Protein & Fitness

Pre-workout Supplements: Definition, Types, Benefits and Side Effects

Pre-workout Supplements: Definition, Types, Benefits and Side Effects - GNC India

Pre-workout supplements usually also known as “pre-workouts” are considered to be dietary formulas to boost energy and athletic performance. They are most commonly available in powdered or tablet form and should be taken before the exercise to improve your stamina.

Types of Pre-workouts Formula

Caffeine:

The most common pre-workout ingredients often found in almost all pre-workout supplements. Guarana is a common natural supplement containing caffeine. Guarana has a high concentration of caffeine and is derived from the seeds of a South American tree. It may be responsible for mental alertness, memory, improved exercise performance, and fat burning.

In one of the studies, it was observed that pre-workout supplement, taken prior to exercise; a caffeine-containing pre-workout dietary supplement may improve anaerobic power performance.

Creatine:

Creatine is a compound in the body that provides support for immediate energy production during exercise. It helps muscles make and circulate adenosine triphosphate (ATP), the energy fuel for quick intense activity of short duration, like lifting weights or sprinting. Creatine Monohydrate is the active form of creatine.

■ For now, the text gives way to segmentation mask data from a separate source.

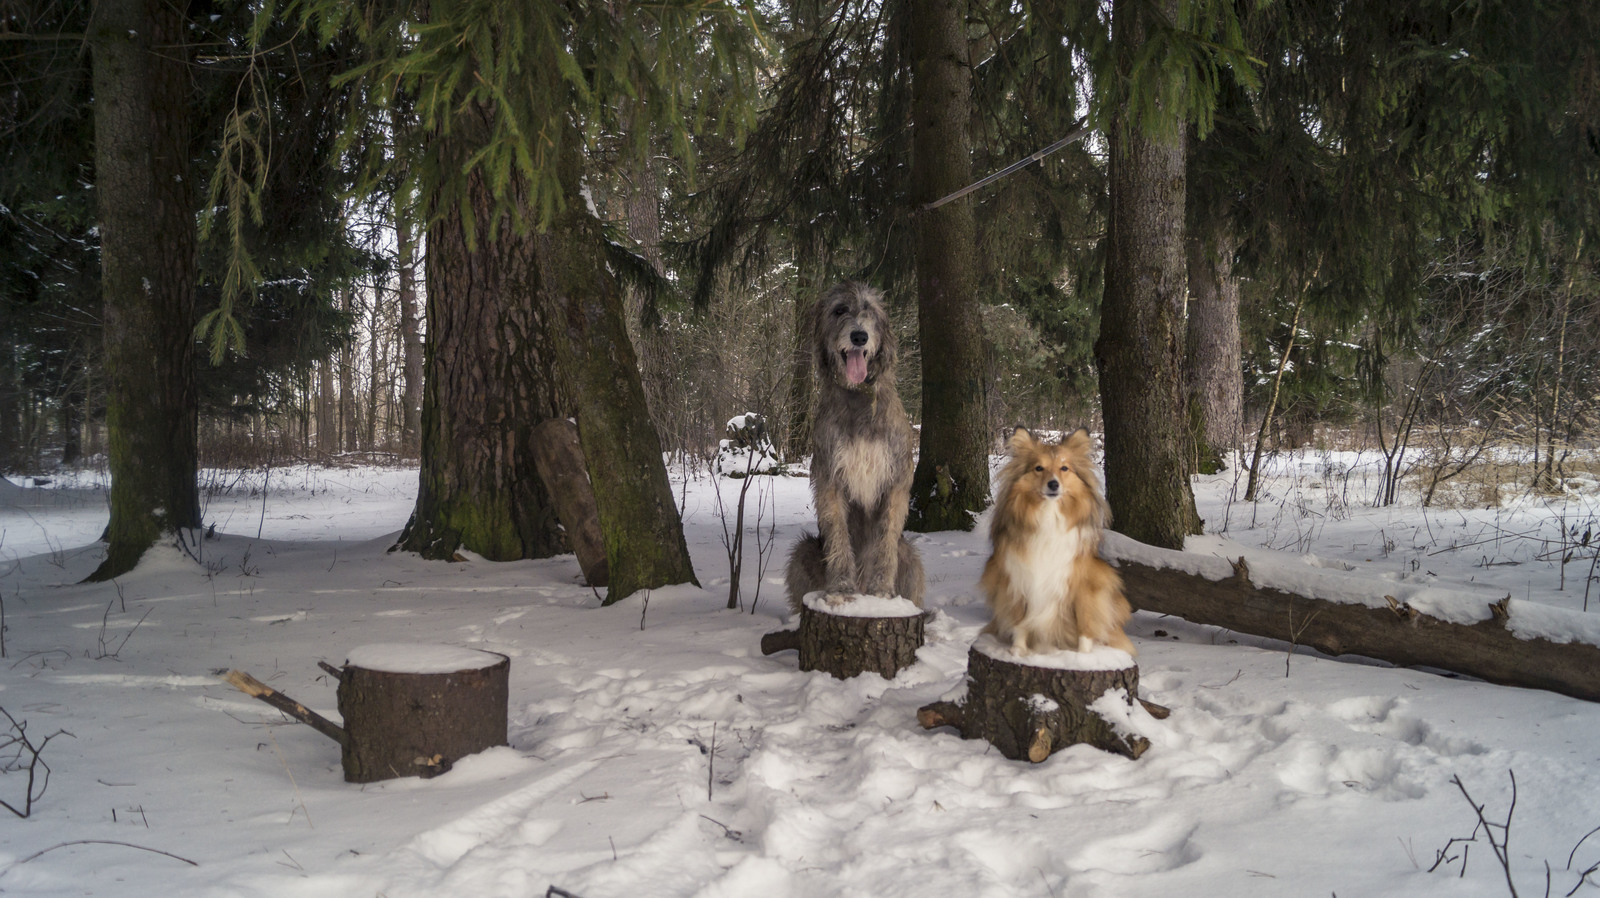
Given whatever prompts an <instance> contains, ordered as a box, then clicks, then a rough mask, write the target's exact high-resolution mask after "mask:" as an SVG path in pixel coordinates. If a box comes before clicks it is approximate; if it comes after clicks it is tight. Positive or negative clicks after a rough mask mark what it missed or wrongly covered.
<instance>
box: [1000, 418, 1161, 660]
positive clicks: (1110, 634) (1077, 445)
mask: <svg viewBox="0 0 1600 898" xmlns="http://www.w3.org/2000/svg"><path fill="white" fill-rule="evenodd" d="M1010 450H1011V459H1010V463H1006V466H1005V469H1003V471H1002V472H1000V490H998V495H997V498H995V507H994V514H992V517H990V523H989V541H990V543H992V544H994V554H992V555H990V557H989V563H986V565H984V576H982V579H979V586H981V587H982V591H984V595H986V597H987V599H989V608H990V610H992V611H994V619H992V621H989V626H987V627H984V632H992V634H995V637H997V639H998V640H1000V642H1002V643H1010V647H1011V651H1013V653H1016V655H1030V653H1035V651H1059V650H1062V648H1072V650H1077V651H1091V650H1093V648H1094V645H1096V643H1101V645H1110V647H1114V648H1122V650H1123V651H1126V653H1130V655H1131V653H1133V651H1134V648H1133V642H1130V640H1128V634H1125V632H1123V629H1122V627H1123V624H1125V623H1126V621H1128V616H1130V615H1131V608H1130V607H1128V600H1126V599H1125V597H1123V594H1122V578H1120V576H1118V575H1117V571H1115V570H1112V567H1110V565H1107V563H1106V562H1104V560H1101V557H1099V541H1101V531H1102V530H1104V528H1106V525H1107V523H1109V522H1110V509H1109V507H1107V506H1106V498H1104V496H1102V495H1101V490H1099V480H1098V479H1096V475H1094V472H1093V469H1091V466H1090V434H1088V431H1078V432H1075V434H1072V435H1070V437H1067V439H1066V440H1062V442H1059V443H1046V442H1042V440H1038V439H1037V437H1034V434H1030V432H1027V429H1026V427H1018V429H1016V431H1014V432H1013V434H1011V440H1010Z"/></svg>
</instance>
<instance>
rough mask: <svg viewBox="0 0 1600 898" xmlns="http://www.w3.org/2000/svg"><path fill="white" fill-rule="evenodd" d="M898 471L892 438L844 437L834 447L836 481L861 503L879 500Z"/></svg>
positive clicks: (852, 500)
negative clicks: (864, 438)
mask: <svg viewBox="0 0 1600 898" xmlns="http://www.w3.org/2000/svg"><path fill="white" fill-rule="evenodd" d="M896 474H898V472H896V471H894V453H893V451H891V450H890V443H888V440H843V442H842V443H840V445H837V447H835V448H834V482H835V483H840V485H842V487H843V491H845V496H846V498H850V499H851V501H854V503H858V504H862V506H869V507H870V506H874V504H877V501H878V498H880V496H883V493H886V491H888V490H890V487H891V485H893V483H894V475H896Z"/></svg>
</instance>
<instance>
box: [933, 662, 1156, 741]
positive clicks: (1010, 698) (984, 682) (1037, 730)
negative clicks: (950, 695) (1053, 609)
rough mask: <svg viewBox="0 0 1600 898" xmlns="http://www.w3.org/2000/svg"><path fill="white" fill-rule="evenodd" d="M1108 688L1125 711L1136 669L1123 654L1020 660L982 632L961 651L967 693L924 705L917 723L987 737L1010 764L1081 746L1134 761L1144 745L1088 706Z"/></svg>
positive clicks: (1131, 693)
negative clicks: (960, 697) (1116, 697)
mask: <svg viewBox="0 0 1600 898" xmlns="http://www.w3.org/2000/svg"><path fill="white" fill-rule="evenodd" d="M1112 690H1123V695H1125V701H1128V703H1130V706H1131V704H1133V701H1134V700H1136V696H1138V695H1139V667H1138V664H1134V663H1133V658H1131V656H1130V655H1126V653H1125V651H1118V650H1115V648H1104V647H1102V648H1098V650H1094V651H1090V653H1085V655H1080V653H1077V651H1053V653H1046V655H1029V656H1026V658H1019V656H1016V655H1013V653H1011V651H1010V650H1008V648H1006V647H1003V645H1000V642H998V640H995V637H992V635H989V634H982V635H979V637H978V640H976V642H973V648H971V650H970V651H968V653H966V696H965V698H963V700H960V701H936V703H933V704H925V706H923V708H922V709H918V711H917V722H918V724H922V727H923V728H925V730H931V728H934V727H955V728H957V730H960V733H962V738H963V740H978V738H982V740H989V743H992V744H994V746H995V748H997V749H1000V754H1003V756H1006V757H1010V759H1011V760H1022V759H1027V760H1032V762H1034V764H1038V762H1042V760H1045V759H1046V757H1050V756H1051V754H1053V752H1056V751H1061V749H1064V748H1067V746H1072V744H1078V743H1083V744H1091V746H1094V748H1098V749H1104V751H1110V752H1117V754H1122V756H1126V757H1139V756H1141V754H1144V749H1147V748H1150V743H1149V740H1146V738H1142V736H1138V735H1131V733H1120V732H1117V728H1115V727H1114V725H1112V724H1110V722H1109V720H1106V719H1104V717H1101V716H1099V714H1098V712H1094V709H1091V708H1090V706H1091V704H1094V703H1096V701H1098V700H1101V696H1104V695H1106V693H1107V692H1112ZM1150 709H1152V711H1165V709H1160V708H1150Z"/></svg>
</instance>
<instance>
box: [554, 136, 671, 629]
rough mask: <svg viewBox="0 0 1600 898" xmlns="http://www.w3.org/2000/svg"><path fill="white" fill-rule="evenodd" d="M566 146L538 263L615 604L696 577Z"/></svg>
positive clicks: (580, 178)
mask: <svg viewBox="0 0 1600 898" xmlns="http://www.w3.org/2000/svg"><path fill="white" fill-rule="evenodd" d="M560 146H562V152H563V157H562V158H560V160H558V162H557V166H558V170H560V181H562V194H563V197H565V205H563V208H562V210H560V211H558V213H557V216H555V221H552V222H550V227H549V229H547V231H546V232H544V234H539V235H538V239H536V245H538V264H539V277H541V283H542V285H544V301H546V303H547V304H549V309H550V315H552V320H550V338H552V343H554V346H555V347H557V352H558V359H560V363H562V370H563V371H565V376H566V383H568V384H571V391H573V402H574V407H576V411H578V432H579V437H581V440H582V447H584V463H586V466H587V469H589V480H590V483H592V485H594V491H595V504H597V507H598V511H600V531H602V536H603V539H605V554H606V565H608V571H610V578H611V579H610V587H608V591H606V599H605V603H608V605H610V603H613V602H618V600H621V599H626V597H627V595H632V594H634V592H637V591H640V589H653V587H656V586H666V584H672V583H698V581H696V579H694V568H693V565H691V563H690V552H688V546H686V544H685V541H683V523H682V520H680V519H678V509H677V504H675V503H674V501H672V487H670V485H669V482H667V467H666V463H664V461H662V458H661V437H659V435H658V434H656V427H654V424H653V423H651V419H650V410H648V407H646V405H645V387H643V384H642V383H640V376H638V360H637V357H635V355H634V344H632V343H630V341H629V338H627V325H626V320H624V319H622V291H621V288H619V287H618V283H616V279H614V277H613V275H611V272H610V271H608V269H606V264H605V256H603V251H605V250H603V248H605V235H603V234H602V231H600V221H598V219H597V218H595V216H594V214H592V213H590V211H589V206H587V203H586V198H584V195H582V192H581V176H582V162H584V160H582V155H581V152H582V150H581V147H582V146H584V142H582V139H581V138H579V136H578V134H568V136H566V139H563V141H562V142H560Z"/></svg>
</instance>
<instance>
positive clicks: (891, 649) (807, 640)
mask: <svg viewBox="0 0 1600 898" xmlns="http://www.w3.org/2000/svg"><path fill="white" fill-rule="evenodd" d="M869 600H872V602H880V599H869ZM906 607H907V608H914V610H915V613H912V615H896V616H862V615H854V613H851V611H850V605H848V603H846V605H845V607H842V608H840V610H837V611H830V610H829V607H827V605H826V603H824V602H813V600H811V597H810V595H808V597H806V602H805V607H802V608H800V627H798V629H790V631H776V632H770V634H766V635H763V637H762V653H763V655H773V653H774V651H784V650H787V648H795V650H798V651H800V669H802V671H824V672H827V674H832V676H835V677H838V679H842V680H848V679H850V677H854V676H859V674H866V672H869V671H870V672H875V674H880V676H883V677H885V679H890V680H891V679H894V674H898V672H901V671H902V669H906V667H910V666H912V664H914V663H917V650H918V648H922V642H923V616H922V610H920V608H915V605H912V603H910V602H906ZM838 611H843V613H838Z"/></svg>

Related Blog: Creatine: Definition and Science-Based Benefits

Nitric Oxide:

Nitric Oxide is the compound in our body that is naturally produced in our body. It helps to relax our blood vessels and improve blood flow. It can also stimulate the release of hormones like growth hormones and insulin. Some of the compounds that your body used to create nitric oxide are many times consumed as a pre-workout supplement or included in as a multi mix pre-workout supplement. L-Arginine and L-Carnitine are commonly used and have shown to improve athletic performance by boosting oxygen and helping nutrient transport to your muscles.

Are there any side effects of pre-workout supplements?

Pre-workout supplements that contain artificial sugars or excess of caffeine to give you an energy rush may not be the right supplement for you. These pre-workouts aren’t completely risk-free.

Although, sugar-free or sugar alcohol may enhance the flavor without adding any calories, but prolonged use may have detrimental effects on your body.

Similarly, check the nutritional label for the caffeine content, excess of caffeine may cause intestinal problems and may cause jitters.

Is a multi-ingredient pre-workout supplement better than the single ingredient?

In recent years, a lot of buzzes is created around multi-ingredients pre-workout supplements commonly known as MIPS. These supplements typically consist of caffeine, creatine, amino acids, and nitric oxide precursors. These ingredients when taken together may elicit a synergistic effect on acute exercise performance and subsequent training adaptations compared to single ingredients alone. As far as safety is concerned with these supplements, studies conclude that short term supplementation is safe in healthy consumers.

Many people consume pre-workout supplements for a longer period of time and therefore, further research is needed to determine the effects of chronic MIPS consumption on performance enhancement.

Should you take a pre-workout supplement?

To optimize your energy levels, mainly one needs to focus on adequate hydration, sleep, and diet. This will not only help to improve your muscle mass but also the recovery.

But, if you feel you lack that energy and you facing this issue post taking care of the above 3 important things, then you may go for the pre-workout supplement.

Consult your dietician before consuming the pre-workout supplement and make sure to always check the ingredients and their proportions provided per serving.